Studio album by Fito & Fitipaldis
- Released: 24 October 2025
- Genre: Rock; Spanish rock;
- Language: Spanish
- Label: Warner Music Spain
- Producer: Carlos Raya

Fito & Fitipaldis chronology
| Cada vez Cadáver (2021) | El monte de los aullidos (2025) |  |

Singles from El monte de los aullidos
- "Los cuervos se lo pasan bien" Released: 4 September 2025;

= El monte de los aullidos =

El monte de los aullidos (English: The Mountain of the Howls) is the eighth studio album by Spanish rock band Fito & Fitipaldis. It was released on 24 October 2025 by Warner Music Spain, and was produced by band member Carlos Raya.

==Background==
After completing the "Cada vez Cadáver" tour, frontman Fito Cabrales announced a break before resuming the composition of new songs. The creative process of the album unfolded slowly during 2024 and early 2025, with the aim of recovering the classic band dynamic and a direct approach to recording.

The album was recorded in April 2025 at Estudio Uno, located in Colmenar Viejo, Madrid, and was once again produced by Carlos Raya, a regular collaborator with Fito & Fitipaldis since the band's early albums and fellow band member. The recording was made with a focus on live takes, seeking to capture the band's natural energy and minimizing the use of digital editing. Unlike previous works, El monte de los aullidos is the band's first studio album that does not include covers of other artists, being composed entirely of original material.

Musically, the album maintains its foundation of rock and blues rock, with touches of rockabilly and swing in songs such as "Una maldita suerte" ("Damn luck") and even ballads such as "La noche más perfecta" ("The most perfect night"), and lyrics that explore personal introspection, love, pain, humor, and social issues from a personal point of view, such as references to war in "Volverá el espanto" ("The horror will return").

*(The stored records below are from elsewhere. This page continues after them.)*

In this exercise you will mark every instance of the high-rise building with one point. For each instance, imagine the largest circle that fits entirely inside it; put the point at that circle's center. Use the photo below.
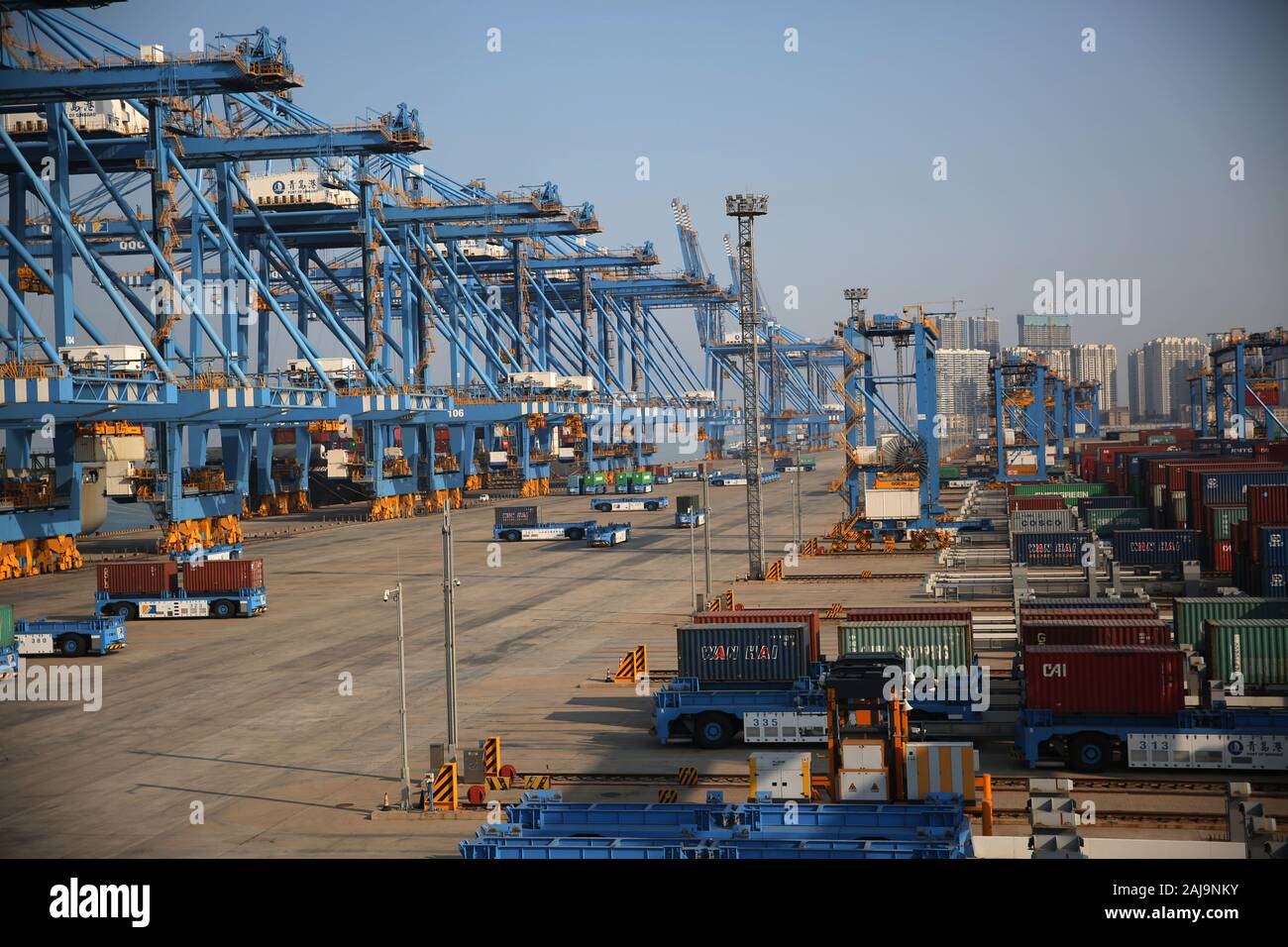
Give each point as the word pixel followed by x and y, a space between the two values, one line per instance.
pixel 986 333
pixel 1098 363
pixel 1136 384
pixel 961 381
pixel 952 331
pixel 1057 360
pixel 1043 333
pixel 1159 373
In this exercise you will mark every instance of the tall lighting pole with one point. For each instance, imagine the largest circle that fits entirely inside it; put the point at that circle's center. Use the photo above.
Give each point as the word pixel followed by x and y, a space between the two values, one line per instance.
pixel 395 592
pixel 450 628
pixel 746 209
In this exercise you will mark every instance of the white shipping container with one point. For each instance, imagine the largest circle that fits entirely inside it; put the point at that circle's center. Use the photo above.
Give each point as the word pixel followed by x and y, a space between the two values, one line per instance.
pixel 338 464
pixel 108 447
pixel 782 776
pixel 533 379
pixel 97 357
pixel 103 116
pixel 330 365
pixel 892 504
pixel 297 188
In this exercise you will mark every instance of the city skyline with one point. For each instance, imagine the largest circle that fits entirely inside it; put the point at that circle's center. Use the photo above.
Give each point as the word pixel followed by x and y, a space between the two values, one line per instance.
pixel 1171 129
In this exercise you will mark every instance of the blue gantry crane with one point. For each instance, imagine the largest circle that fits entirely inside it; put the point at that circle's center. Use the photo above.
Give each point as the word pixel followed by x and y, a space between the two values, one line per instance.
pixel 266 281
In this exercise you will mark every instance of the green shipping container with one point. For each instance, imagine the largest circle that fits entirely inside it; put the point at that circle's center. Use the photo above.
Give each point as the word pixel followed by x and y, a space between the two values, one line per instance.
pixel 921 642
pixel 1225 517
pixel 1103 522
pixel 1072 492
pixel 1189 615
pixel 1254 647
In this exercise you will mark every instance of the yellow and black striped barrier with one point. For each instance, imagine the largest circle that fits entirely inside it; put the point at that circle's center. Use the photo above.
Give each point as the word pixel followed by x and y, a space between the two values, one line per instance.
pixel 445 788
pixel 632 667
pixel 492 755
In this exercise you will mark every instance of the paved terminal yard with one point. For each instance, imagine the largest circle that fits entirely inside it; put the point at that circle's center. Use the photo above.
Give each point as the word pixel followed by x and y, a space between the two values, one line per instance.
pixel 240 737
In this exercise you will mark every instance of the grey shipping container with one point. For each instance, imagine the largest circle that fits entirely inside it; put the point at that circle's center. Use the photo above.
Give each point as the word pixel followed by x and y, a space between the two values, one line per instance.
pixel 1106 521
pixel 1154 547
pixel 1042 521
pixel 138 578
pixel 1082 602
pixel 743 654
pixel 516 515
pixel 1050 548
pixel 919 642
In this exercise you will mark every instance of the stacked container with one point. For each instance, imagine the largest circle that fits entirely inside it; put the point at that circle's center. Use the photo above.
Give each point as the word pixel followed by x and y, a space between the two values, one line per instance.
pixel 1102 681
pixel 1042 521
pixel 1253 648
pixel 1050 548
pixel 1190 613
pixel 1168 548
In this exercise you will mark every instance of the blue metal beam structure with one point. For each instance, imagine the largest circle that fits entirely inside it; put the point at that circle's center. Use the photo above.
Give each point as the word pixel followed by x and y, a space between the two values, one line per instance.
pixel 223 208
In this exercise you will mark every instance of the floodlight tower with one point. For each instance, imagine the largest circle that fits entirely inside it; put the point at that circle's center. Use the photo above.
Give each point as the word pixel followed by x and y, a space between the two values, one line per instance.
pixel 746 209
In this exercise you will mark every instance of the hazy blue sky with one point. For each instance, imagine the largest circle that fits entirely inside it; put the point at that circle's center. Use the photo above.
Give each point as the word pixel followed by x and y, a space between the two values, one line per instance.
pixel 1107 163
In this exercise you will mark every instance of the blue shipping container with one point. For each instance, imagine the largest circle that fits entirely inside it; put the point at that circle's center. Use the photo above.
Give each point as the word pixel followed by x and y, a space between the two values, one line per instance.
pixel 1274 545
pixel 1050 548
pixel 1229 487
pixel 1154 547
pixel 1274 581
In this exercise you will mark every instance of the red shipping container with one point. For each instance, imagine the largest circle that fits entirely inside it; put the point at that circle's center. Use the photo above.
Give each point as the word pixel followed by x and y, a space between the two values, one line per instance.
pixel 1177 474
pixel 220 577
pixel 1102 681
pixel 1037 502
pixel 1120 631
pixel 768 616
pixel 1267 505
pixel 138 578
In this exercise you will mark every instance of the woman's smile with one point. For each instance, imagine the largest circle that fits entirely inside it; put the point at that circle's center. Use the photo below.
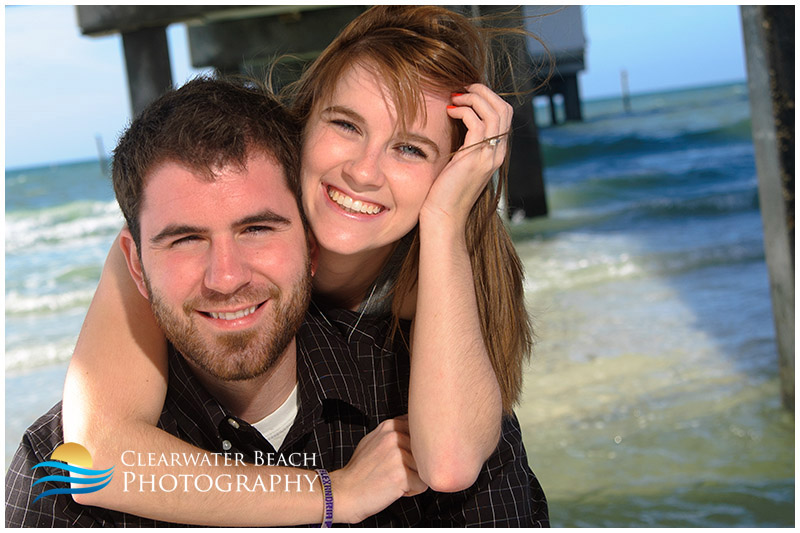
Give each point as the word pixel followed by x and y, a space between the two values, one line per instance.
pixel 352 206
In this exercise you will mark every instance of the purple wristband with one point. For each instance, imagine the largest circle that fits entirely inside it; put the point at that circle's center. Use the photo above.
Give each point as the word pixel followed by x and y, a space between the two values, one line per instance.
pixel 327 495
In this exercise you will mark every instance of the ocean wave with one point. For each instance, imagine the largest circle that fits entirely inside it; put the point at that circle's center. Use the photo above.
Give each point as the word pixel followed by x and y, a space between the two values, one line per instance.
pixel 591 264
pixel 24 304
pixel 557 150
pixel 61 224
pixel 41 355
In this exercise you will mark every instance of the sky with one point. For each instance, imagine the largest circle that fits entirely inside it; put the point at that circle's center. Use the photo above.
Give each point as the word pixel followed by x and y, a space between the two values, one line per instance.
pixel 63 90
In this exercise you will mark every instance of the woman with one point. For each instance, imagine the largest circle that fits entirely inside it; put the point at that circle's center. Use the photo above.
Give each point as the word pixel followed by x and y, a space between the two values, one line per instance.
pixel 401 140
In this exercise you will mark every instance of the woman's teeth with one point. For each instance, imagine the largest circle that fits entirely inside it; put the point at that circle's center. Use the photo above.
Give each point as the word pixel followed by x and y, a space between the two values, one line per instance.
pixel 234 316
pixel 353 206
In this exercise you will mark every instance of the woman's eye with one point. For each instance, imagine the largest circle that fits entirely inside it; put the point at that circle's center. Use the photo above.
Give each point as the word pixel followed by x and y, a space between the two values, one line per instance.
pixel 411 150
pixel 344 125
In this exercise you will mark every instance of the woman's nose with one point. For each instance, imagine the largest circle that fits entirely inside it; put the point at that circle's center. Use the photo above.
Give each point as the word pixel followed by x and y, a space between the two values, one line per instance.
pixel 363 169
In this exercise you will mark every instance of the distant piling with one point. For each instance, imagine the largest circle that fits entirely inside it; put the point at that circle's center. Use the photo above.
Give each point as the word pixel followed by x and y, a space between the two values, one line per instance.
pixel 101 154
pixel 626 96
pixel 769 47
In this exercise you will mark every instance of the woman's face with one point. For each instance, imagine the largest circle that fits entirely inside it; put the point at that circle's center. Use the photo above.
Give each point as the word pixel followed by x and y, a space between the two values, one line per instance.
pixel 364 181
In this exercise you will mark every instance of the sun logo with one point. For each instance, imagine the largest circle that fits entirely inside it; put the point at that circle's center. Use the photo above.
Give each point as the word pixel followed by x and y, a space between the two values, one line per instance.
pixel 78 461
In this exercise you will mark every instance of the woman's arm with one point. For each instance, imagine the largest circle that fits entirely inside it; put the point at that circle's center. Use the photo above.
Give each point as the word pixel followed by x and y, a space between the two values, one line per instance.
pixel 455 406
pixel 113 397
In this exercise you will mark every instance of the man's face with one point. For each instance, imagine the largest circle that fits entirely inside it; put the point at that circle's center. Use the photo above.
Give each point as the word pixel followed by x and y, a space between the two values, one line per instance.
pixel 225 264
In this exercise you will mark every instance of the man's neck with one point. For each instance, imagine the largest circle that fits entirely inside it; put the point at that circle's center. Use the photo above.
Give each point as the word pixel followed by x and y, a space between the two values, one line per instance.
pixel 253 399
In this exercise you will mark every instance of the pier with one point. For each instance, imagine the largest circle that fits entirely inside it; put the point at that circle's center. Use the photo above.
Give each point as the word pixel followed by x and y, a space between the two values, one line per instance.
pixel 246 39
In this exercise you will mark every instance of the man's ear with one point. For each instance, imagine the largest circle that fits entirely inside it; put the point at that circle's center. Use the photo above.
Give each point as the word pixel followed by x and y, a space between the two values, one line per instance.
pixel 313 252
pixel 130 251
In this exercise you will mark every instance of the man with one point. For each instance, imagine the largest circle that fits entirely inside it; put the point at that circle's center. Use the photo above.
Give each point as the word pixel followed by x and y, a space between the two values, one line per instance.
pixel 206 178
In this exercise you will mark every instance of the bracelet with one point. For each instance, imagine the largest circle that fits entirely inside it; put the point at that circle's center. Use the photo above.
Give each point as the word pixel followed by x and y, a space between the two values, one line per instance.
pixel 327 494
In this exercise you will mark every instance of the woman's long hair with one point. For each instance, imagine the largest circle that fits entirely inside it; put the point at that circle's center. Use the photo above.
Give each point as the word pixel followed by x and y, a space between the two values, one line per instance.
pixel 417 48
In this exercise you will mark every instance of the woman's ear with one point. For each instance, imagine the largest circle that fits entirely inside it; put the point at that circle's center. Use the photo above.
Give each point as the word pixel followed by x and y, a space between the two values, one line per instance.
pixel 131 253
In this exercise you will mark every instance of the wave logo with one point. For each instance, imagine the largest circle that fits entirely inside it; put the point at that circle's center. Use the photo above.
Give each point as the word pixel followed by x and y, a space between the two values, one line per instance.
pixel 78 461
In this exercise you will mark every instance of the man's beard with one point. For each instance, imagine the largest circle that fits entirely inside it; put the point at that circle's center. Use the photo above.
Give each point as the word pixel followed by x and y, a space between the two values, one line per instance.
pixel 236 355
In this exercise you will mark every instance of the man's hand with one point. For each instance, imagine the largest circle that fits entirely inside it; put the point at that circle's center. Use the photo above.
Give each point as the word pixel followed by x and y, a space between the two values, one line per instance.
pixel 381 470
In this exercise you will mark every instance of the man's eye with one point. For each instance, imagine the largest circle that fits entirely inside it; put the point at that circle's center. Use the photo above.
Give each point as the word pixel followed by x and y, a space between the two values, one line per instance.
pixel 185 240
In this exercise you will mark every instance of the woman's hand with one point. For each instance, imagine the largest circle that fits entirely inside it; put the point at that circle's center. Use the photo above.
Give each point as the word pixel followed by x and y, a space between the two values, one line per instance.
pixel 486 116
pixel 381 470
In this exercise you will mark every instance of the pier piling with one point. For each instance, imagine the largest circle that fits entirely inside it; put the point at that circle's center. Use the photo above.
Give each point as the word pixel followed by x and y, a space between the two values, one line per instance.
pixel 769 47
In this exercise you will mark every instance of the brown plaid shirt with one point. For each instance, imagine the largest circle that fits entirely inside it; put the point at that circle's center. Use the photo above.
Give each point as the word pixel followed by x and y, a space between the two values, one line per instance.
pixel 348 383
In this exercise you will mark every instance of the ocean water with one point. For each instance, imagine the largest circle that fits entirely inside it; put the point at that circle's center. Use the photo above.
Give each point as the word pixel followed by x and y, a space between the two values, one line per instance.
pixel 652 397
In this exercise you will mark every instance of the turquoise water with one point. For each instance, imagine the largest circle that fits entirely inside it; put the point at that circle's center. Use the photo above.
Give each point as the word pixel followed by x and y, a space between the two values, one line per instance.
pixel 652 396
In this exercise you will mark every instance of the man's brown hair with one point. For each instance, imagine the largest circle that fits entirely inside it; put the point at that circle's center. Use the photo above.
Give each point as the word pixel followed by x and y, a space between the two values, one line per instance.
pixel 207 124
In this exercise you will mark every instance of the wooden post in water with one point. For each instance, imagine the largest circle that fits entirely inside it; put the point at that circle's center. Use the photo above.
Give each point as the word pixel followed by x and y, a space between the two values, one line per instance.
pixel 769 47
pixel 626 97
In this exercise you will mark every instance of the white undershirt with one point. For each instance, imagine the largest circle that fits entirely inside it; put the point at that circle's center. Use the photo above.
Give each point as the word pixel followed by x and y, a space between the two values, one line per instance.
pixel 275 426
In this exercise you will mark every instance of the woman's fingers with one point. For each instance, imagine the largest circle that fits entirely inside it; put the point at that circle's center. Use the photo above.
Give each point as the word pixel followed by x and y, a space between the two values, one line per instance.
pixel 484 113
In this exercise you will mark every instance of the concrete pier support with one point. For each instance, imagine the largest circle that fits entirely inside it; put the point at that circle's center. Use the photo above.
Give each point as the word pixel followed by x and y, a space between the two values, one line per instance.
pixel 572 98
pixel 147 65
pixel 769 47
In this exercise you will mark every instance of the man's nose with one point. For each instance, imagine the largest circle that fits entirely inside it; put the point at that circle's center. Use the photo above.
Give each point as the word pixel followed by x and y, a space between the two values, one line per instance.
pixel 227 270
pixel 364 169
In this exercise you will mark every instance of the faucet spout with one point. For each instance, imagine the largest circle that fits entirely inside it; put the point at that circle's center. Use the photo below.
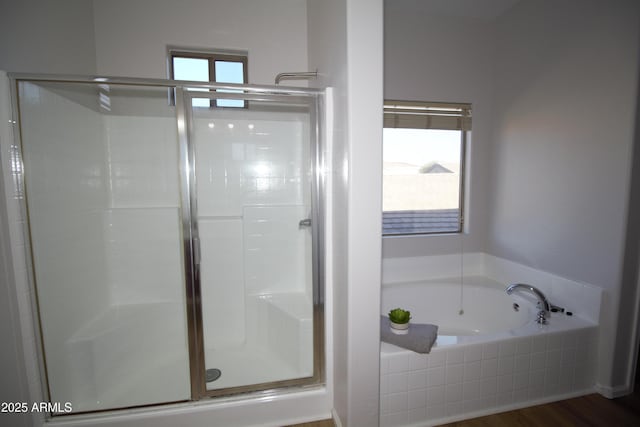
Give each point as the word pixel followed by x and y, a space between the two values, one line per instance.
pixel 543 303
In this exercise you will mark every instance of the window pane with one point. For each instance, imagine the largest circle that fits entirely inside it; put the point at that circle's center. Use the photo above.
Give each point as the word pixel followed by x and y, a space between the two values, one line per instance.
pixel 421 180
pixel 229 72
pixel 193 69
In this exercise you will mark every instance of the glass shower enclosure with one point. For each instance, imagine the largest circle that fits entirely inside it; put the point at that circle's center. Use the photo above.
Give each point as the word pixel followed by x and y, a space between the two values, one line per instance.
pixel 175 246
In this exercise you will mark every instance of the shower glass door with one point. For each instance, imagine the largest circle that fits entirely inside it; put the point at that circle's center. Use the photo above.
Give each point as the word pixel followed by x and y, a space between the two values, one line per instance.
pixel 253 224
pixel 174 247
pixel 102 185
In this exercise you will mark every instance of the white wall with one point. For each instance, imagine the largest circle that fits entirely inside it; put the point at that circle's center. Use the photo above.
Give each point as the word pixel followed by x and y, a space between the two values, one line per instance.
pixel 432 56
pixel 345 39
pixel 132 36
pixel 564 127
pixel 327 51
pixel 40 36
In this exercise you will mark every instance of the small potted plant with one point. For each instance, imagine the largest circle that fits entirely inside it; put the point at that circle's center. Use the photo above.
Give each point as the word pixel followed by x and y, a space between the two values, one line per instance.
pixel 399 320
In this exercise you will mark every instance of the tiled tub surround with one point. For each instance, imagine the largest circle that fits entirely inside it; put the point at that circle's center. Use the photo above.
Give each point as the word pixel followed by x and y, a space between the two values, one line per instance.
pixel 471 375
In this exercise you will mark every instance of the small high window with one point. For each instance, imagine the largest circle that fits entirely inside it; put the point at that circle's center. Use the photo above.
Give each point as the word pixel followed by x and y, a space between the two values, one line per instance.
pixel 215 67
pixel 423 167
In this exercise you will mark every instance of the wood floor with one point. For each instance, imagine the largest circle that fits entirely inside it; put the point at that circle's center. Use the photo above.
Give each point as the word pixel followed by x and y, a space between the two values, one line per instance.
pixel 323 423
pixel 591 410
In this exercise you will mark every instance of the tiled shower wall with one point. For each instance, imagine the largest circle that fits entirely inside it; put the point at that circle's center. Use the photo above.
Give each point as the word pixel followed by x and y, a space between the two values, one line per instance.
pixel 462 381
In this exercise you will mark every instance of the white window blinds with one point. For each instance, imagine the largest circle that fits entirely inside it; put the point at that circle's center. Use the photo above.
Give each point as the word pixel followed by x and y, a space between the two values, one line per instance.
pixel 427 115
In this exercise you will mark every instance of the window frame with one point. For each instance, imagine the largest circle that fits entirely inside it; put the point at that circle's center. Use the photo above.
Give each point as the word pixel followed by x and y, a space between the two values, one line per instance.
pixel 212 57
pixel 433 115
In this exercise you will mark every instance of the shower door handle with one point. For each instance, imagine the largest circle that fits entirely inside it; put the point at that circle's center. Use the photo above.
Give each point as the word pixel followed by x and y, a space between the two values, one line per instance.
pixel 304 223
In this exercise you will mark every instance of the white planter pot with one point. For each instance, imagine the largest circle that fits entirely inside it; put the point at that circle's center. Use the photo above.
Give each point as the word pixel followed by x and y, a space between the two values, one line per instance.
pixel 400 328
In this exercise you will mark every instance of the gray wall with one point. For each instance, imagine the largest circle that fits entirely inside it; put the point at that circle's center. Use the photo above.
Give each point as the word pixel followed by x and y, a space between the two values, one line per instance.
pixel 41 36
pixel 553 85
pixel 563 138
pixel 434 56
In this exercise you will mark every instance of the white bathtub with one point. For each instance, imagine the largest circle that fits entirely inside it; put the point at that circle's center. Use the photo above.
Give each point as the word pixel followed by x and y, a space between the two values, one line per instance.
pixel 477 306
pixel 488 359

According to statements by Fito himself, the lyrics reflect moments of anxiety, personal therapy, and emotional growth, with an introspective and emotional approach.

==Tour==
The promotional tour, the Aullidos Tour, began on 22 November 2025, in Santander and will visit 28 Spanish cities and conclude in May 2026. The band has sold more than 380,000–400,000 tickets, with several dates already sold out (including Madrid, Barcelona, Bilbao, and Seville).

==Track listing==

| No. | Title | Length |
|---|---|---|
| 1. | "Los cuervos se lo pasan bien" | 4:26 |
| 2. | "El monte de los aullidos" | 5:01 |
| 3. | "Volverá el espanto" | 3:19 |
| 4. | "Como un ataúd" | 3:06 |
| 5. | "A contraluz" | 4:22 |
| 6. | "La noche más perfecta" | 4:45 |
| 7. | "Marea imparable" | 3:47 |
| 8. | "Una maldita suerte" | 3:16 |
| 9. | "Mentira y verdad" | 3:33 |
| 10. | "Ardi" | 3:17 |

==Personnel==
- Fito Cabrales – lead vocals, guitar
- Carlos Raya – guitar, production
- Coki Giménez – drums
- Boli Climent – bass
- Javier Alzola – saxophone

==Chart performance==

| Chart (2021) | Peak position |
|---|---|
| Spanish Albums Chart | 1 |

==Certifications==

| Region | Certification | Certified units/sales |
| Spain (PROMUSICAE) | Gold | 20,000^{‡} |
^{‡} Sales+streaming figures based on certification alone.